Who Wants to Be A Boss? An Employee?

Inquiring minds want to know: how many employment makers and takers this month - quarter - year? Labor force participation rate statistics have been closely monitored and debated. Who is still in the workplace? Who is opting out and why? And yet there are times when neither the role of employer or employee always feels "natural" to individuals: highly desired though these circumstances may be. Sure, this relationship has been taken as a given. But is this form of workplace adaptation as easy today for younger generations, as it was for baby boomers such as myself?

Economic conditions and workplace expectations of late, have changed dramatically. Are there employer and employee stories in these shifts, which we haven't really taken into consideration? Most of the population adjusted to the employer/employee relationship as primary, through the better part of the twentieth century. To be sure, it's easy to forget how much economic activity has taken place in the past without the relationship these designations imply. In some capacities, more flexible and egalitarian arrangements still exist. As technology continues to shift and wealth formations are transformed, are we sometimes trying to fit square pegs into round holes? As calls for more job creation are heard, one wonders whether the right conditions exist for the earlier familiar reality.

It's easy to expect the employer/employee relationship as a natural outcome of present day economies. Just the same, some have always preferred to corroborate with others to get things done, wherever possible. Indeed, considerable self employment and entrepreneurship takes place on mutual agreement terms, regardless of other organizational factors. If it seems companies are reluctant to commit to new employees - especially given the regulatory constraints which stand in the way - individuals may sometimes be reluctant, to commit to the obligations of the employee role.

Recent spontaneous group efforts have not been easy to define: either in terms of the larger benefits they could provide, or how they might be considered in a broader context of economic activity. Especially, in that they frequently involve knowledge and information processes, rather than products to be sold or even the barn raisings of earlier times. Once, coordination such as this belonged to seasons of rural life and more recently, voluntary non profit efforts. But the spontaneous online coordination of late, has yet to generate a recognizable work environment context at local levels.

Seemingly the only common thread between past and present, is the voluntary nature of the agreed upon activities. How much bearing might egalitarian inclinations have, on the labor impasse of the present? Who "sits out" the job market when they might otherwise be tempted to engage in monetarily compensated economic activity? Especially in regions where jobs are no longer as widely available, as they once were.

Getting more of the population back to (compensated) work remains quite murky, and there are many factors to be considered. How has work "fallen away" from a significant portion of the population? How much labor force participation comes down to psychological factors, which discourage ongoing commitment either on the part of employer or employee?

Even as people decry today's lack of labor force participation, confusion exists re the discrepancy between work people want, thus would be willing to commit to, versus the "make-do" work some factions would like to be made available. In other words, these two categories don't quite match up. Until recently, most individuals expected jobs of some sort, to at least be available. And yet, what does society really want from these arrangements in a broad sense? The job which "pays", is not necessarily the job that is meaningful. But is "meaningful" work even still a reasonable possibility, in present circumstance?

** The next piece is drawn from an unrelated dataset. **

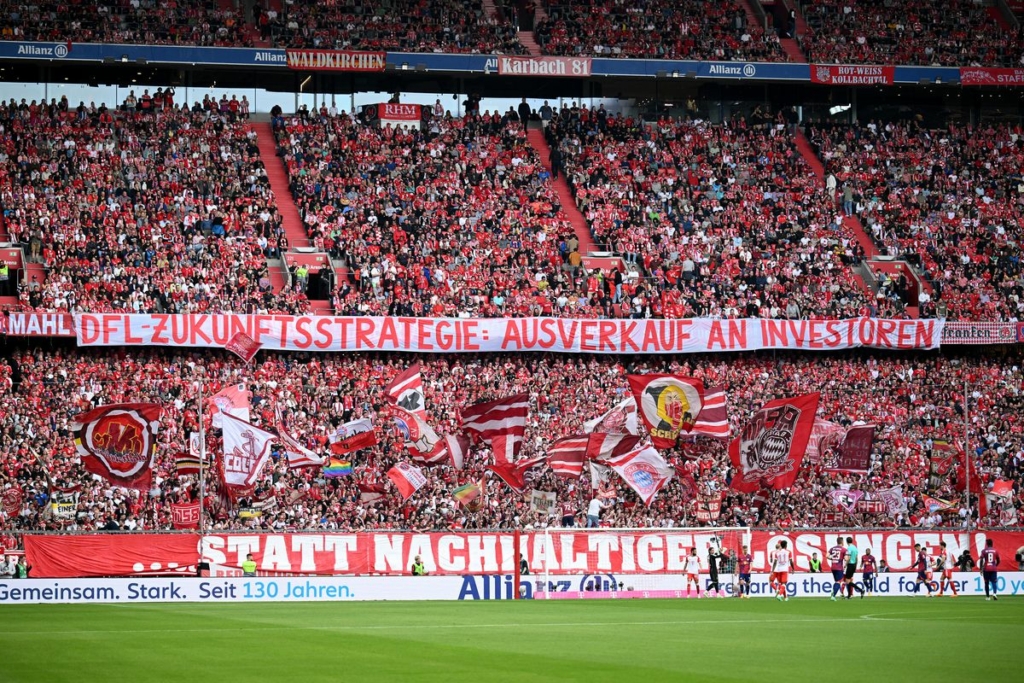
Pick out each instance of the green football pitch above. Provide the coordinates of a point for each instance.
(891, 639)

To be sure, these factors have considerable bearing on the labor force participation rate. For instance, it can be difficult at times to "downshift" from knowledge based work to that of a more physical nature, especially when anyone reaches an age where their body is already asking permission to slow down. Just the same, after the Great Recession, more of the jobs which came available were physically demanding. In some instances, these jobs require the stamina one associates with peak health. Also, they tend to be associated with the kinds of work born of absolute necessity, rather than aspiration.

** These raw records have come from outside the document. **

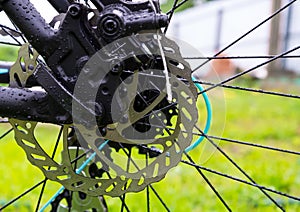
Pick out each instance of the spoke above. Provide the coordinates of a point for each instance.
(10, 35)
(274, 93)
(160, 199)
(121, 197)
(152, 188)
(6, 133)
(12, 31)
(177, 6)
(209, 183)
(247, 71)
(127, 169)
(247, 33)
(8, 43)
(171, 13)
(45, 180)
(239, 168)
(21, 195)
(147, 189)
(239, 57)
(240, 180)
(254, 145)
(18, 31)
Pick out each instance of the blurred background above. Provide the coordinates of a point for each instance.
(208, 27)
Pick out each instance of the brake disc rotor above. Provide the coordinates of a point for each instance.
(117, 179)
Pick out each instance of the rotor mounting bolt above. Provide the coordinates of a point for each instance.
(74, 10)
(110, 25)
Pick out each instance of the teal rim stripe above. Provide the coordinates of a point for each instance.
(208, 119)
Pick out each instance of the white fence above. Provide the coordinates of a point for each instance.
(212, 26)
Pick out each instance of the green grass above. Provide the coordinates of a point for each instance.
(261, 119)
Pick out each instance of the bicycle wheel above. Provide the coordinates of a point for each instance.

Another way to think about all this: can we give ourselves permission to find out, how people really wish to interact with one another? What would it take to generate more mutual respect and reciprocity? If the answers seem impossible, that only means they really need to be considered. What service provisions run completely counter to these understandable expectations, and how might they be considered in new contexts?

Once, the employer/employee relationship made good sense. However, in services, this intermediary process can break down the reciprocity which is needed for positive relations. As economies have shifted towards services, employer/employee relationships don't always leave room for the interactions individuals seek in experiential settings. What forms of work would encourage people to return to the workplace, if they could compensate one another for offering desirable work on cooperative terms? These are just some of the challenges which need to be considered, in ongoing efforts to create a more user friendly economy.